Saksi Sebut Nilai Aset Sjamsul Nursalim Berlebih
Ary menjelaskan berdasarkan pendapat hukum konsultan hukum LGS yang ditunjuk KKSK, MSAA adalah sah dan mengikat menurut hukum
Penulis: Theresia Felisiani
Editor: Hendra Gunawan
Laporan Wartawan Tribunnews.com, Theresia Felisiani
TRIBUNNEWS.COM, JAKARTA - Pengadilan Tipikor Jakarta kembali menggelar sidang lanjutan perkara korupsi pemberian Surat Keterangan Lunas (SKL) Bantuan Likuiditas Bank Indonesia (BLBI) dengan terdakwa Syafruddin Arsyad Temenggung, Kamis (9/8/2018).
Dalam sidang ini, kubu terdakwa menghadirkan mantan Kepala Divisi Aset Manajemen Investasi (AMI) Badan Penyehatan Perbankan Nasional (BPPN), Ary Zulfikar sebagai saksi meringankan.
Di keterangannya Ary menyampaikan pemegang saham pengendali Bank Dagang Nasional Indonesia (BDNI), Sjamsul Nursalim (SN), mendapatkan SKL karena sudah memenuhi kewajibannya sesuai kesepakatan yang tertera dalam Master of Settlement and Acquisition Agreement (MSAA).
Pernyataan itu disampaikan Ary setelah Hasbullah, pengacara terdakwa Syafruddin mengonfirmasi poin a hasil rapat di KKSK tanggal 17 Maret 2004. Intinya, sesuai laporan tertulis dan lisan BPPN yang disertai lampiran serta audit BPK tahun 2002, laporan kajian sekretariat KKSK, masukan tim Pengarah Bantuan Hukum (PBH) KKSK menyetujui pemberian bukti penyelesaian sesuai dengan perjanjian pemegang saham dengan BPPN.

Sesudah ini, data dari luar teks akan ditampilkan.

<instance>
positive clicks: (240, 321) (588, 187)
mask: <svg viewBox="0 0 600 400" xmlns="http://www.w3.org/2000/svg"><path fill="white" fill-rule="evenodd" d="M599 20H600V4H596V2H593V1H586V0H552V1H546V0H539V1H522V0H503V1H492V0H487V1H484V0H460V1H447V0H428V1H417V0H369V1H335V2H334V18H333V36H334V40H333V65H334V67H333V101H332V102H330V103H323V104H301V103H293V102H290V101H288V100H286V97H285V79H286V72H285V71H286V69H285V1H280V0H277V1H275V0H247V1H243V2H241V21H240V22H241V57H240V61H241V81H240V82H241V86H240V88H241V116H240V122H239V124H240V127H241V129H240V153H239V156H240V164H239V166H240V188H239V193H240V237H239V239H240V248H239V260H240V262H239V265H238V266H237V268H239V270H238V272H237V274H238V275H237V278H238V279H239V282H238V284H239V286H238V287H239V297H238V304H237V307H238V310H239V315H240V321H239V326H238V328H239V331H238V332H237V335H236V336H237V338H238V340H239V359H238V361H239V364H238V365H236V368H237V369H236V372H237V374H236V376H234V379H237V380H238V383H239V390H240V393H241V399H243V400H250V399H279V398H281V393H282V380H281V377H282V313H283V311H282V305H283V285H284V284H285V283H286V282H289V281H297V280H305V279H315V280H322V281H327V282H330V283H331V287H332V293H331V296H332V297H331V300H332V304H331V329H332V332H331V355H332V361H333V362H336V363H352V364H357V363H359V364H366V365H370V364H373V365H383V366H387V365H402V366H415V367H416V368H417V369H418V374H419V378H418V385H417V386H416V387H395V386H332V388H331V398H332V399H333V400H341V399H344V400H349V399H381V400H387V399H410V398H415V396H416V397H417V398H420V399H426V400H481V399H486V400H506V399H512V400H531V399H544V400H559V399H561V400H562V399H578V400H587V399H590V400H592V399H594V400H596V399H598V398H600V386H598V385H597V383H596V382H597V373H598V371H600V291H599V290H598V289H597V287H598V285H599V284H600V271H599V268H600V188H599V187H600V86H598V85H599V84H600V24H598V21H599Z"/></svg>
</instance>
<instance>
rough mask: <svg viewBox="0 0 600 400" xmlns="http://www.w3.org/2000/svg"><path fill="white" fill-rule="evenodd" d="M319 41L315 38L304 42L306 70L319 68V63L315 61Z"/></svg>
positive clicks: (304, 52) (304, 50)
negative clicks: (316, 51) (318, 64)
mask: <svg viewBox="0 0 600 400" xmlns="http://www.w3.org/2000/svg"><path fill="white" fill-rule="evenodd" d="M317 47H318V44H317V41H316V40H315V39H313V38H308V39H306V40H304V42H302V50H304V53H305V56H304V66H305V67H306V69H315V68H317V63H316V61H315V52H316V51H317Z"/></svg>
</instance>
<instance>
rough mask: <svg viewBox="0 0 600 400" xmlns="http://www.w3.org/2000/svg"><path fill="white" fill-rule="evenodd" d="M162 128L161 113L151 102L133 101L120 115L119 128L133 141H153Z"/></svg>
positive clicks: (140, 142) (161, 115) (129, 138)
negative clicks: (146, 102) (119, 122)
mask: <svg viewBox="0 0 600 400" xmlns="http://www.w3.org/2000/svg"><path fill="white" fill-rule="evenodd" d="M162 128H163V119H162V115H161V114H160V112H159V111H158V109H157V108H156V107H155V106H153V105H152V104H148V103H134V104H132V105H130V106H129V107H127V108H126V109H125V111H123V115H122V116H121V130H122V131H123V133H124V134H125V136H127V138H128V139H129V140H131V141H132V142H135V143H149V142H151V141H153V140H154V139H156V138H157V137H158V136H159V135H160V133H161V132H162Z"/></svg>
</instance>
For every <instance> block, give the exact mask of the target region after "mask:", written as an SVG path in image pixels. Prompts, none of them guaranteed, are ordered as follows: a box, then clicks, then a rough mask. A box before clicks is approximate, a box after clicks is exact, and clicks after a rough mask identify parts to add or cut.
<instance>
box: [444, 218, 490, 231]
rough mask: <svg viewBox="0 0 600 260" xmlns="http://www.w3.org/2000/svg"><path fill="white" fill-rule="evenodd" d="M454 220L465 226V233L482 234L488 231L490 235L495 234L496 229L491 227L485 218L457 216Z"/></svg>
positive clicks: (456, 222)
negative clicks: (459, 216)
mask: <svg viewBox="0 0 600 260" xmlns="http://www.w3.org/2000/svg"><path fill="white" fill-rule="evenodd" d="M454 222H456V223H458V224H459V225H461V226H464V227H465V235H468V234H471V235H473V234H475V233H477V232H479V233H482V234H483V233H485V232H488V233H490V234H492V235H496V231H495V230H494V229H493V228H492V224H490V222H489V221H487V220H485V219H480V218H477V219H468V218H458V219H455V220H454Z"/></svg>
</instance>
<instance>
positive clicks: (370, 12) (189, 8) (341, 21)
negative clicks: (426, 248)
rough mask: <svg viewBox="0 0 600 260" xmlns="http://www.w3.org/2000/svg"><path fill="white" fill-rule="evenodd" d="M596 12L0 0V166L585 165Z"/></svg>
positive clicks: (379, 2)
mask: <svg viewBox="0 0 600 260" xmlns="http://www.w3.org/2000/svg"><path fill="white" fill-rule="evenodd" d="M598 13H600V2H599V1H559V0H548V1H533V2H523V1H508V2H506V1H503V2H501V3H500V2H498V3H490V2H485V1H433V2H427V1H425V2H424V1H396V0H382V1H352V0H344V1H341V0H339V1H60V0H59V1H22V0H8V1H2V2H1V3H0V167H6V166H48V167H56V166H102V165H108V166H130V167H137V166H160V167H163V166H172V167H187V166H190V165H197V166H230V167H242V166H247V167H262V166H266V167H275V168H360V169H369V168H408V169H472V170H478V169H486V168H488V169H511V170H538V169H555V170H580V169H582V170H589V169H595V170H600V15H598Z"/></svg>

Ary menjelaskan berdasarkan pendapat hukum konsultan hukum LGS yang ditunjuk KKSK, MSAA adalah sah dan mengikat menurut hukum dan berlaku sebagai undang-undang terhadap para pihak dari MSAA.
Dalam MSAA sudah disepakati kewajiban yang harus dibayar SN adalah sebesar Rp 28,4 trilyun. Jumlah sebesar Rp 28,4 trilyun adalah jumlah yang disepakati dan mengikat kedua belah pihak.
Jumlah tersebut telah dipenuhi oleh SN dengan pembayaran setara tunai senilai Rp 1 trilyun dan pembayaran dengan aset berupa 12 perusahaan senilai Rp 27,4 trilyun.
Karena sudah memenuhi kewajiban dalam MSAA, maka BPPN atas perintah KKSK memberikan Surat Keterangan Lunas kepada SN sebagai pelaksanaan dari diktum pertama angka 1 Inpres Tahun 2002
"Ya betul. Jadi memang di laporan BPK 2002 juga diuraikan permasalahan utang petambak DCD di FDD E&Y juga ada uraian tentang utang petambak," kata Ari membenarkan keterangan BAP-nya.
Hasbullah kembali bertanya, setelah dilaporkan kepada KKSK pada 17 Maret 2004, kemudian KKSK berdasarkan laporan tersebut memerintahkan untuk mengeluarkan surat pemenuhan kewajiban. "Ya begitu itu ada di dalam SK," jawab Ary.
Saksi Ary juga menerangkan Ernst & Young (EY) ditunjuk melakukan Finansial Due Diligence atas aset-aset perusahaan yang diserahkan SN kepada BPPN dan memeriksa apakah terjadi misrepresentasi. Berdasarkan Laporan EY pada tahun 2003, tidak ada misrepresentasi.
Nilai ke-12 perusahaan yang diserahkan kepada BPPN lebih besar USD 1,3 juta daripada nilai penyerahan awalnya sebesar Rp 27,4 trilyun. Sedangkan nilai perusahaan-perusahaan dalam group Dipasena yang pada waktu penyerahan kepada BPPN pada bulan Mei 1999 dinilai sebesar Rp 19,961 triliun, ternyata berdasarkan perhitungan EY nilainya lebih tinggi, yaitu Rp 20,23 trilyun dengan menggunakan parameter perhitungan yang sama dengan tahun 1999.
Menyoal pertanyaan jaksa mengenai hutang petambak sebesar Rp 4,8 trilyun yang diserahkan SN kepada BPPN, saksi menjelaskan SN tidak pernah menyerahkan hutang petambak sebesar Rp 4,8 trilyun kepada BPPN. Hutang petambak tersebut adalah aset BDNI yang di-take over oleh BPPN, dan itu di luar MSAA yang merupakan kesepakatan kedua belah pihak.